ここで引けなければ、なつきと千尋は自分を見放すだろうという想像がついた。大した気負いも無く、彼女らは出来るのだ。
殺しも、殺させるのも。それが当然の世界で生きているから。
克洋はゆっくりベレッタを持つ手を伸ばす。引き金に指をかける。北野武の演じるヤクザのように。人体工学に基づいた銃は、恐ろしいほど克洋の手に馴染んだ。強化プラスチックの冷たさだけが、それは異物であると伝えている。
克洋の額に汗が滲む。眼を大きく見開いて、息を整える。引き金に少しずつ力を込める度に、呼吸が荒くなる。どくどく。はあはあ。全身のあらゆる細胞を意識出来るような気がした。
ゆっくりと近づいて来る〝スナッチャー〟と、眼が合った。虫のようなそれを見た瞬間、克洋は引き金を引いた。

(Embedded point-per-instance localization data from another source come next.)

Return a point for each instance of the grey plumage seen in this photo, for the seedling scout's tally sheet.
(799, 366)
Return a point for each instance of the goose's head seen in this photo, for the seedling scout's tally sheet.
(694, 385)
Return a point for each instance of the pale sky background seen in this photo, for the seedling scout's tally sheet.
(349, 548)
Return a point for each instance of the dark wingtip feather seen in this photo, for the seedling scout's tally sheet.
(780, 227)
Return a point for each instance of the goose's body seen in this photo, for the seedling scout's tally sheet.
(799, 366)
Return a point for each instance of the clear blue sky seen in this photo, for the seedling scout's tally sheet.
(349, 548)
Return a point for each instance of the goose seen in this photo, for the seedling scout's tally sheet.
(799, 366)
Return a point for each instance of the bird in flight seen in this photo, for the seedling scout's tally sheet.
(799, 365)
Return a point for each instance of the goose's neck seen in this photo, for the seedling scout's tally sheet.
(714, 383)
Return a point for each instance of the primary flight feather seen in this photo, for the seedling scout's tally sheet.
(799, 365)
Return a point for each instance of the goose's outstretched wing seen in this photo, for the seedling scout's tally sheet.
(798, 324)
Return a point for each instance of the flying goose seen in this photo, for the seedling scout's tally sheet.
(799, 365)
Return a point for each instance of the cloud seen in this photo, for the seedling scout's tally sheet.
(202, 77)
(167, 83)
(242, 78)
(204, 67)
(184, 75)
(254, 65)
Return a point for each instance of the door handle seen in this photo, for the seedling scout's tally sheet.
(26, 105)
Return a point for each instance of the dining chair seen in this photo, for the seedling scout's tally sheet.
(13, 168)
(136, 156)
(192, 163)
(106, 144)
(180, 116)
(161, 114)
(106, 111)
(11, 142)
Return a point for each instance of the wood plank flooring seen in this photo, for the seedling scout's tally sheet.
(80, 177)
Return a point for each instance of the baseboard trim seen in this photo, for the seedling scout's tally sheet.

反動で銃が跳ね上がる。それの目玉が弾け飛んで、動かなくなった。それでも、克洋は何度も引き金を引いた。引くたびに、全能感が湧きあがる。こうも簡単なのかと克洋は思う。こんなに簡単でいいのかと思う。
指にほんのちょっとだけ力を入れれば、人は殺せるのか。
「おめでとう。構え方は修正する必要があるけれど」
握らせる時と同じように、なつきは彼の手からベレッタを取ってホルスターに戻した。
次の瞬間。克洋はやわらかな感触と火薬と清潔な石鹸の匂いに包まれた。一瞬遅れて、なつきに抱擁されているのだと気が付いた。なつきの肩越しに食い殺さんばかりに犬歯を剥き出しにする千尋も忘れ、克洋はその感覚に酔った。
克洋も、彼女達と一緒の場所に来たのだ。
克洋は大きなことを成し遂げた達成感に包まれた。それもひとりではなく、なつきたちと共に。その決断を強いたのは彼女らであるけれども。手口はマインドコントロールとか、カルト宗教のそれだ。そんなことは分かっている。これは儀式だ。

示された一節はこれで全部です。